NEXT_PUBLIC_ values are frozen at build time. Two consequences trip teams up:

  • Changing the variable later does nothing until you rebuild. Updating it in your hosting dashboard and restarting is not enough.
  • One Docker image can't serve multiple environments with different NEXT_PUBLIC_ values — the values are baked in. If you need "build once, deploy anywhere", read public config at runtime instead: fetch it from an API route, or read server-side variables in a Server Component and pass them down as props.

Server-side variables (no prefix) are read at runtime from process.env, so they can differ per deployment without rebuilding.

Keeping secrets server-side in the App Router#

With the App Router, the server/client boundary is a file-level concern, and it's easy to drag a secret across it accidentally:

  • Read secrets in Server Components, Route Handlers, and Server Actions only.
  • Never pass a secret as a prop from a Server Component into a "use client" component — props are serialized into the HTML payload.
  • For belt-and-suspenders enforcement, use the server-only package: importing a module that contains secrets from client code then fails the build instead of leaking.
ts
// lib/payments.ts
import "server-only"; // build error if a client component imports this
 
export const stripe = new Stripe(process.env.STRIPE_SECRET_KEY!);

Validate variables at startup, not at first use#

A missing variable should fail the build or boot — not throw at 2 a.m. when the code path finally runs. Validate once with a schema:

ts
// env.ts
import { z } from "zod";
 
const schema = z.object({
  DATABASE_URL: z.string().url(),
  STRIPE_SECRET_KEY: z.string().startsWith("sk_"),
  NEXT_PUBLIC_APP_URL: z.string().url(),
});
 
export const env = schema.parse(process.env);

Import env instead of touching process.env directly and typos become type errors.

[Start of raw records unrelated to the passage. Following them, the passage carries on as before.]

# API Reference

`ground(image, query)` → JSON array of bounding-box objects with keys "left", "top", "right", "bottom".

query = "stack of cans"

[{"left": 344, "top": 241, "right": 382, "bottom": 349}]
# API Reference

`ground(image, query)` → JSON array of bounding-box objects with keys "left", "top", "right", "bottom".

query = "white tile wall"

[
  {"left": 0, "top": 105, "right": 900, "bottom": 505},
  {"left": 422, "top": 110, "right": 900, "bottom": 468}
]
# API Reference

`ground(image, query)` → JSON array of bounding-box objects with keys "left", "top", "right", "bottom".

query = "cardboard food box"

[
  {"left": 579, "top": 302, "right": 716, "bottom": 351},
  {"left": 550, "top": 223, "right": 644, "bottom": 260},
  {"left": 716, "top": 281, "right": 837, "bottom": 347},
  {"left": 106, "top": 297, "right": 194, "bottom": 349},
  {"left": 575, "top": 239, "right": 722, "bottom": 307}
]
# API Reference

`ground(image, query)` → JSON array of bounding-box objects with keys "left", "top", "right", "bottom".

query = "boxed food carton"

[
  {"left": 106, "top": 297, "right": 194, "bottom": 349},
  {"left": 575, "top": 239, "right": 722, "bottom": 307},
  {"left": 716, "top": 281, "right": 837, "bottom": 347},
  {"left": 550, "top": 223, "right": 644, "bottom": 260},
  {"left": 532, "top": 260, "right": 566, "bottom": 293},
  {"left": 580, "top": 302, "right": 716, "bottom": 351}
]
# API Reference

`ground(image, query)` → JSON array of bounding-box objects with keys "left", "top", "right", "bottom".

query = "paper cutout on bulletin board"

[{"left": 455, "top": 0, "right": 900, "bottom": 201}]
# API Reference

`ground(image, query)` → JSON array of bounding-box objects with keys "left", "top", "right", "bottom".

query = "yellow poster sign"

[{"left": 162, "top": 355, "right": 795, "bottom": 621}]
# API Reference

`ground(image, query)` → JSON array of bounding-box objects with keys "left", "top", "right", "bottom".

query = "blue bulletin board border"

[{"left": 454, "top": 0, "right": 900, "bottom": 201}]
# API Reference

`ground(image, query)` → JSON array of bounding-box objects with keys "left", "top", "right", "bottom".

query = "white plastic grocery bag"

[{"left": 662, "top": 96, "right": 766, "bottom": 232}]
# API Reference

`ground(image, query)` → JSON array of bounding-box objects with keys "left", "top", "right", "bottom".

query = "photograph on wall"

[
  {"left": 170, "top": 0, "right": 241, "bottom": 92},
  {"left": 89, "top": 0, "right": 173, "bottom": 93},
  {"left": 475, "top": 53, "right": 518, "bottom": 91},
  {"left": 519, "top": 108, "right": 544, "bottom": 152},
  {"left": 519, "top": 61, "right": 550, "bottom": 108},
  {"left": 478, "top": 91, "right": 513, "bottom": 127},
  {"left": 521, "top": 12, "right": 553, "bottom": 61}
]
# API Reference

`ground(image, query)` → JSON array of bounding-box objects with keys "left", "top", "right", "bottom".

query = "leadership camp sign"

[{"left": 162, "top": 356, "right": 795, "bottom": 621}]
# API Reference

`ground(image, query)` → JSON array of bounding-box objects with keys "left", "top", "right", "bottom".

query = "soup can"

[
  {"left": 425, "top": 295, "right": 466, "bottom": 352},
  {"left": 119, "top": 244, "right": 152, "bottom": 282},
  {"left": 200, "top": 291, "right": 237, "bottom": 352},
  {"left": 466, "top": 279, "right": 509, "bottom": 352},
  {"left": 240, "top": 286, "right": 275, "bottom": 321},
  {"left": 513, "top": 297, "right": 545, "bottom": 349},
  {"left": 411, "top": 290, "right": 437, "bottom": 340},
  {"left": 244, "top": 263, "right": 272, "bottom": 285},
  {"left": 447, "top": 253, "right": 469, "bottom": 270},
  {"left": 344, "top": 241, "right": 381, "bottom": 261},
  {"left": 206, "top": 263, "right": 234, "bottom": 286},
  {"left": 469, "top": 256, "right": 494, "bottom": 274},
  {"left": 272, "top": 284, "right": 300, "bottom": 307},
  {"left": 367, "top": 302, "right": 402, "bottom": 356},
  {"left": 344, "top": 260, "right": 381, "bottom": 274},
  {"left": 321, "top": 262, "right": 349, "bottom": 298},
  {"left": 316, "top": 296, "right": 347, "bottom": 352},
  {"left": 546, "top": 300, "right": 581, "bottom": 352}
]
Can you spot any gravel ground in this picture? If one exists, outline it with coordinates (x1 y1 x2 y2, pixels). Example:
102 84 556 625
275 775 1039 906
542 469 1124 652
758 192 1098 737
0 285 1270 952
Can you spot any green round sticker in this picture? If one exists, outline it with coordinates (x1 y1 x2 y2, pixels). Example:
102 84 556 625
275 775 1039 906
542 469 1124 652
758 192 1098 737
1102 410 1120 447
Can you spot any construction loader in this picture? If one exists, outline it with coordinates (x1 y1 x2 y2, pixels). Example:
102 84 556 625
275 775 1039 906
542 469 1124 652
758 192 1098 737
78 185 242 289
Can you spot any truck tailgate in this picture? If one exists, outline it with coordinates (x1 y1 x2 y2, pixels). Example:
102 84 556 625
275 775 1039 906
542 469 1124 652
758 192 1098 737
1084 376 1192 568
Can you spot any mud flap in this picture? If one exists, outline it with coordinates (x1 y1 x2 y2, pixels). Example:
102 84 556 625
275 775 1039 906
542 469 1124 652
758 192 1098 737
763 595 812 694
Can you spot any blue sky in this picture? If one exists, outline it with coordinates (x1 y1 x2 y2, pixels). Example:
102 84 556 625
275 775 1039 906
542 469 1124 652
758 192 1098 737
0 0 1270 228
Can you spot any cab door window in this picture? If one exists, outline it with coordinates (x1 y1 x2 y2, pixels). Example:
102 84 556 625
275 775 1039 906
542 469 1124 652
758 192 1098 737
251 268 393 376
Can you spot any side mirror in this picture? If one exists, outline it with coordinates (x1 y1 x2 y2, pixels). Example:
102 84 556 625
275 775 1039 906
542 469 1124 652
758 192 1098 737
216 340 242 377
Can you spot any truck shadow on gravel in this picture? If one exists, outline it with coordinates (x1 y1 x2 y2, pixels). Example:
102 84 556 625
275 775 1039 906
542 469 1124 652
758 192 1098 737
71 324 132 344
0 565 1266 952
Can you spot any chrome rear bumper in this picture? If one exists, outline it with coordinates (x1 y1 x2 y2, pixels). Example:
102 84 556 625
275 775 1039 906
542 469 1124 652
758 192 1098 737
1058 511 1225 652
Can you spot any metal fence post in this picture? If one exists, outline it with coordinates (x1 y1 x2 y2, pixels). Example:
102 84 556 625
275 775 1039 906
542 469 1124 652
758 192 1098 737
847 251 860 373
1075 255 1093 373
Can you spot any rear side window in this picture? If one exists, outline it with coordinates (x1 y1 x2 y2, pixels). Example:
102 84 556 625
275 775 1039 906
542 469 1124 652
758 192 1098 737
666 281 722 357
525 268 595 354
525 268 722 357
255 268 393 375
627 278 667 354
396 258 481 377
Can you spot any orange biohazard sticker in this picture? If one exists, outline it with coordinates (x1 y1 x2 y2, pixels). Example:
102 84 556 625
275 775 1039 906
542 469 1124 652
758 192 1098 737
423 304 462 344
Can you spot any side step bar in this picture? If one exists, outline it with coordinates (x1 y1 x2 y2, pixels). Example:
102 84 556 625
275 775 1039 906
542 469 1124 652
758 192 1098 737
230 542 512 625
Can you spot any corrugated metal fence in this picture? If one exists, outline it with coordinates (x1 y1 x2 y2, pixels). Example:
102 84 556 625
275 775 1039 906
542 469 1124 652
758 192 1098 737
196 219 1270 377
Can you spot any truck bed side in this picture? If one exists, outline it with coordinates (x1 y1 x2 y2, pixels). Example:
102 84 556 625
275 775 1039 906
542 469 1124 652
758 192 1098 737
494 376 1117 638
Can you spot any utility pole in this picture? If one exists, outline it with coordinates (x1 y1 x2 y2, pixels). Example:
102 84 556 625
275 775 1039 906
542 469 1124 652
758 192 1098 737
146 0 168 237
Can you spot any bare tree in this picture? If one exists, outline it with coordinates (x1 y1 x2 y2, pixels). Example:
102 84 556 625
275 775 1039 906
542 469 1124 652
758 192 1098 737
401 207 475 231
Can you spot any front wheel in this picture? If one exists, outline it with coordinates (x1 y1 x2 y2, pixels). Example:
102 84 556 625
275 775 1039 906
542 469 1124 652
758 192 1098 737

Stop distributing .env files to the team#

Everything above keeps secrets out of the bundle — but most leaks happen earlier, in how teams pass .env.local files around (Slack, email, Notion). The fix is a managed source of truth that injects variables at runtime instead of living in files:

terminal
envpilot run -- next dev    # variables injected into the process, no .env.local on disk

With Envpilot the values are AES-256 encrypted, access is role-scoped, every read is audited, and a rotated key reaches the whole team on their next run. See How to Share Environment Variables Securely for the full migration checklist.

Quick checklist#

  1. .env*.local in .gitignore; only non-secret defaults committed.
  2. NEXT_PUBLIC_ only on values you'd happily print on a billboard.
  3. Secrets read in server code only; server-only package on secret-bearing modules.
  4. Remember NEXT_PUBLIC_ is baked at build time — rebuild to change it.
  5. Validate process.env with a schema at boot.
  6. Distribute team secrets through a secrets manager with runtime injection, not files in chat.